Maybe that was the problem. Too many maybes. Too many places. Too many versions of me scattered across continents and curated grids.
I didn’t know what I wanted. Only what looked good wanting. And that was always the hardest thing to filter.
Dinner was early—five o’clock sharp, like we were trying to beat the rush at a country club we owned.
Quentin served roasted sea bass with fingerling potatoes and a citrus-herb dressing I didn’t ask for but knew better than to critique.
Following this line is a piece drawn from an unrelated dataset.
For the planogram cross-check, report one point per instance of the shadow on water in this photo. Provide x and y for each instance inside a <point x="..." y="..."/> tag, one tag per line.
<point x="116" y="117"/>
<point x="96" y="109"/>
Daddy poured himself a second glass of something French and expensive.
Momma took one bite of salad and declared it “charming.”
We ate in the sunroom because the dining room was being “re-staged for fall”—meaning the decorator had decided wicker was out, velvet was in, and half the chairs were somewhere between reupholstery and purgatory.
The conversation was civil in that tight, airless way it always was. Polite tension with matching linen napkins.
Daddy asked about my follower growth. Momma asked if I’d spoken to the Maddox twins lately—meaning, was I dating anyone they could casually mention at brunch. I said no. She said “pity.” Daddy checked his Rolex. I finished my fish quietly.
At one point, Daddy said, “Don’t forget to be gracious tonight.”
I said, “I’ll try not to trip over anyone's tax bracket.”
He chuckled. Momma didn’t.
By six-thirty, I was back upstairs, standing in front of my closet in a towel, hair wrapped like a crown of surrender, skin already misted with rosewater and silent judgment. I’d brushed and flossed my teeth twice—couldn’t very well seduce a man with sea bass breath.
The red dress waited like a dare.
I slid it on slowly, letting the satin cling to my hips and fall into place like it had missed me. The slit hit higher than it should have. The neckline was aggressive. The sleeves were sheer enough to piss off Momma and just structured enough to appease her.
I paired it with diamond studs, a vintage clutch, and a mask made of delicate lace and tiny black beads that caught the light when I moved. It had arrived that morning from a boutique in Milan—overnight delivery, no questions asked. I’m not even sure who ordered it.
By the time I finished my makeup—smoky eyes, blood-red lips, cheekbones that could wound—I was supposed to be on the road. The invitation said seven.
I glanced at the time. Seven-oh-eight.
Perfect.
Anyone who mattered arrived fashionably late.
Anyone truly important didn’t arrive on time for anything at all.
I was Sloane Carrington. I didn’t need to be on time. I needed to be unforgettable.